What’s the problem with juries ignoring the law anyway?

            When they first think about it, most people are upset at the thought that a jury can ignore the law when reaching a verdict. The idea that the judicial system is based on the whims and discretions of a small group of unelected people with no official qualifications besides being licensed to drive a car does seem to run contrary to the American system of government. But, jury nullification is the essence of what makes the American judicial system such a matter of pride to most Americans. A jury should dispense justice, not heartless and legalistic decisions.
            Most countries don’t allow their citizens to serve on juries. Their choice in deciding not to embrace the jury system may lie in those countries believing that the law is too complicated for lay persons to understand, that jury duty is too inconvenient for the ordinary citizen, or that having a few hand selected judges render decisions is more efficient. But, the most likely reason other countries do not allow citizen juries and jury nullification is that those countries want to keep their judicial system under the control of the central government, and not in the hands of their lay citizens.
            The United States celebrates jury nullification, such as the trial of John Peter Zenger in which the jury refused to convict a defendant despite very overt efforts of the colonial governor to ensure his imprisonment. Cases such as these are why the United States has historically granted juries the power to resist efforts by the executive and legislative branches of government to dictate the results the judicial branch will make. Most Americans who read an account of Zenger’s trial would agree that there were strong justifications for allowing jury nullification in that case. So then why do many people feel comfortable supporting jury nullification in the Zenger case, but not in present day cases?
            Some people might believe jury nullification causes more harm than good if jurors are able to rule contrary to laws in immoral ways. Accounts of Southern juries acquitting whites accused of murdering black Americans during the Jim Crow era are an example of jury nullification that is an affront to many people’s conscience. While there certainly are isolated examples of juries handing down unjust sentences, the argument that jury nullification should be eliminated ignores the potential harm that jury nullification prevents.
            Jury nullification serves an important role in limiting the power of the government to control the population through any laws it wishes to pass. Because jury nullification is a check against outrageous laws, its existence has likely prevented many attempts by the government to rig the justice system, similar to the attempt Governor Cosby made to control the outcome of the Zenger trial.

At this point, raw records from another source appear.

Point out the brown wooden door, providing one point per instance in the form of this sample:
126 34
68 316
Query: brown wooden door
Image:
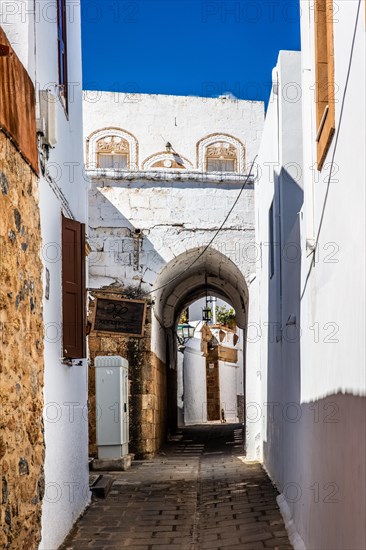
73 288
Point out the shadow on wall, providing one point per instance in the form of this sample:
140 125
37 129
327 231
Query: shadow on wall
284 283
121 261
120 252
314 451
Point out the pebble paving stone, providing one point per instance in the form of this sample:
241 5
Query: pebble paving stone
196 494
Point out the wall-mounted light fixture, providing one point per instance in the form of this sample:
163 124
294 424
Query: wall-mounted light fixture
185 332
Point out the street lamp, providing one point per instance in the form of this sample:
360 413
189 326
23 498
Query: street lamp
184 333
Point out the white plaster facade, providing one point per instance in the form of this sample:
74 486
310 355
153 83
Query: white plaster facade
192 378
150 225
32 30
309 407
143 221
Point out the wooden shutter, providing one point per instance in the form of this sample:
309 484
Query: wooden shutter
73 289
324 69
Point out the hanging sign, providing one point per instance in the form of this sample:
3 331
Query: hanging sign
120 316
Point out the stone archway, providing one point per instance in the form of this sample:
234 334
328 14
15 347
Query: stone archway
183 280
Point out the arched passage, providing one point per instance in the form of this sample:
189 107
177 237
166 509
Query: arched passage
183 280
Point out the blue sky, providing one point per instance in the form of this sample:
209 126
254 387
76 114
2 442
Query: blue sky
186 47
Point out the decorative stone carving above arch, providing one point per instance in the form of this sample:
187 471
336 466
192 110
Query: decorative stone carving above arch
221 148
167 161
108 141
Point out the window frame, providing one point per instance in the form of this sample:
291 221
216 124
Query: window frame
62 52
74 250
113 155
324 78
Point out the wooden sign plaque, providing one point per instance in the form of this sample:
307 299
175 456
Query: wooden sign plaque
120 316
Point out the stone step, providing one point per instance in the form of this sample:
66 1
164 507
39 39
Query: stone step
101 487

            Jury nullification is an important cog in the United States judicial system to protect citizens from unjust punishment. It is a unique way that Americans can rebel against laws they believe are unjust. While the power to make verdicts contrary to the law is a huge responsibility to entrust to jurors, instances where jurors have used jury nullification such as the Zenger trial are valid reasons why the United States needs to maintain jury nullification.